Analytische Psychologie
Zeitschrift für Psychotherapie und Psychoanalyse
Katastrophen
Catastrophes
Inhalt
Inga Oberzaucher-Tölke
Editorial
Beitrag 1
Angelica Löwe und Judith Noske
»Böhmen liegt am Meer«: Ortlosigkeit und der Wunsch, zugrunde zu gehen
Nachdenken über die Verzweiflung von Patientinnen und die Arbeit der Analytikerin
Beitrag 2
Wulf Hübner
Die Weitergabe der Traumata an die nächste Generation geschieht durch Beschämung.
Beitrag 3
Michael Péus
Prometheus – Epimetheus – Pandora
Das Katastrophische bei C. G. Jung
Essay
Roman Lesmeister
Über Ruinen
Beitrag 4
David Porchon
Gewalt und Verdrängung im Anthropozän
Denkbild
Michael Péus
Maskentragen
Beitrag 5
Luisa Zoppi
»Blade Runner« und die Welt des echten Lebens
Analytisches Setting und Übertragungsdynamik
Beitrag 6
Psychosomatisches Forum
Christian Schubert
»Der Tod hält mich wach«
Die Symbolik des Joseph Beuys als Ideengeber für eine neue Medizin
Jungianische Identitäten
Ursula Wirtz
»Ein am Nein gereiftes Ja«
Beitrag 7
Fulvio Marchese u. a.
Psychose, Symbol, Affektivität 2
Eine alternative Sichtweise auf die Behandlung der psychotischen Störung
Beitrag 8
Gunnar Immo Reefschläger
Strukturelle Aspekte synchronistischer Momente in der Psychotherapie
Erkenntnisse einer empirischen Studie zum Synchronizitätsphänomen in Psychotherapie und Psychoanalyse
Buchbesprechungen
Förderpreis der Zeitschrift Analytische Psychologie
Vorschau
Richtlinien für Autorinnen und Autoren
»Böhmen liegt am Meer«:
Ortlosigkeit und der Wunsch, zugrunde zu gehen Nachdenken über die Verzweiflung von Patientinnen und die Arbeit der Analytikerin
Zusammenfassung: Die innerer Ortlosigkeit entspringende Verzweiflung scheint um einen unsichtbaren Punkt zu kreisen, in dem das Nichts zuhause ist und die ein Erleben zu repräsentieren scheint, wo ein Noch-Nicht an ein Nicht-Mehr direkt angrenzt, ein Erleben, das keinen Raum freilässt, in dem ein Ich überleben könnte.
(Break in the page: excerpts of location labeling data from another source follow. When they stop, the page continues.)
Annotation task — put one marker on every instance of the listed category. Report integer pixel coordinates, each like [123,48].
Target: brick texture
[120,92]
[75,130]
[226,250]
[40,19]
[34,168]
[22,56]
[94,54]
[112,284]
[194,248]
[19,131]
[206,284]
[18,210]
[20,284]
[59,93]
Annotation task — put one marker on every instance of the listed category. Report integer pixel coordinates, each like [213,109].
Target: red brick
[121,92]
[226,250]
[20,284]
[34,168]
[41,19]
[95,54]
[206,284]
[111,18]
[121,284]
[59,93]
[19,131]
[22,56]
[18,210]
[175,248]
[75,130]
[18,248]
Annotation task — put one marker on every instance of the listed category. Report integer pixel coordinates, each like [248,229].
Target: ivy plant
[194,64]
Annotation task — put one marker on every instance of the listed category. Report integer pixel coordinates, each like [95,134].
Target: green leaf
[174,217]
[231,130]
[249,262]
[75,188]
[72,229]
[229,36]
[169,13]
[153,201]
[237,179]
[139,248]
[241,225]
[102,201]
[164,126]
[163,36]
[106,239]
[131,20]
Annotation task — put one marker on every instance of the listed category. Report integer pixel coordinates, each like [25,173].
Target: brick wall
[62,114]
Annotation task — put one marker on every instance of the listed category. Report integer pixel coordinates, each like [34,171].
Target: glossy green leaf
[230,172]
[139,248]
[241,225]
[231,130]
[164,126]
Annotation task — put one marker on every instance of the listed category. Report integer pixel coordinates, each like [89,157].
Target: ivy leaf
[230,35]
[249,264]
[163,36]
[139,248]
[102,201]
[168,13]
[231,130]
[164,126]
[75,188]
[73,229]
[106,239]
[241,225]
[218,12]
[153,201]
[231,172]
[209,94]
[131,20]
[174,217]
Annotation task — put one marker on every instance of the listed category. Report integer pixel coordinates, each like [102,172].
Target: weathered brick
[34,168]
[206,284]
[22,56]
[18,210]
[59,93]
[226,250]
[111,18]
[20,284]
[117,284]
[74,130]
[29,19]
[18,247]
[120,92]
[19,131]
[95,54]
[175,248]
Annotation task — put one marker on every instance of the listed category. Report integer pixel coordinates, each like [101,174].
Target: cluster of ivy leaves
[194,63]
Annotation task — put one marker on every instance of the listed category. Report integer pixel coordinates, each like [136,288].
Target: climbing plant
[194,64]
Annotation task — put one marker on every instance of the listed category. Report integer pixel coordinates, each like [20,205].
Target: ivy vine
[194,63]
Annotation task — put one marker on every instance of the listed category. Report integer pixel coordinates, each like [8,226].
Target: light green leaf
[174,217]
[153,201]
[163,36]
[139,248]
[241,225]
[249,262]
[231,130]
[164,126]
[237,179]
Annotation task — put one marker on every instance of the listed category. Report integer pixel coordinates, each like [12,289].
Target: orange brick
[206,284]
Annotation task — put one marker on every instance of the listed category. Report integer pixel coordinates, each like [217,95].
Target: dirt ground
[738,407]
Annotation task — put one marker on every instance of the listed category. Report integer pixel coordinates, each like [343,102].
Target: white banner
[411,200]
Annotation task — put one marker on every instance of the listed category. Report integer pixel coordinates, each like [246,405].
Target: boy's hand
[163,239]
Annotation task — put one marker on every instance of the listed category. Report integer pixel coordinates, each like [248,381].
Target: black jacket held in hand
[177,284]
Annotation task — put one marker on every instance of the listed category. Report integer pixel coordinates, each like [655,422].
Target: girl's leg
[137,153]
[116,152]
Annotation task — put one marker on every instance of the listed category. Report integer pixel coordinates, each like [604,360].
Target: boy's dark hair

Anhand eines späten Gedichts von Ingeborg Bachmann (»Böhmen liegt am Meer«) und des Nachrufs auf eine junge Patientin reflektieren wir über die Öffnung eines inneren Raums im Analytiker, von wo her auf den Verzweiflungsruf von Patienten Antwort kommt als Containment dieser dem Nichts korrespondierenden Ortlosigkeit. »Böhmen liegt am Meer« durchquert einen unendlichen Raum zwischen Auslöschung und Formgebung. Hier suchen wir von unterschiedlichen Positionierungen aus nach Resonanzen.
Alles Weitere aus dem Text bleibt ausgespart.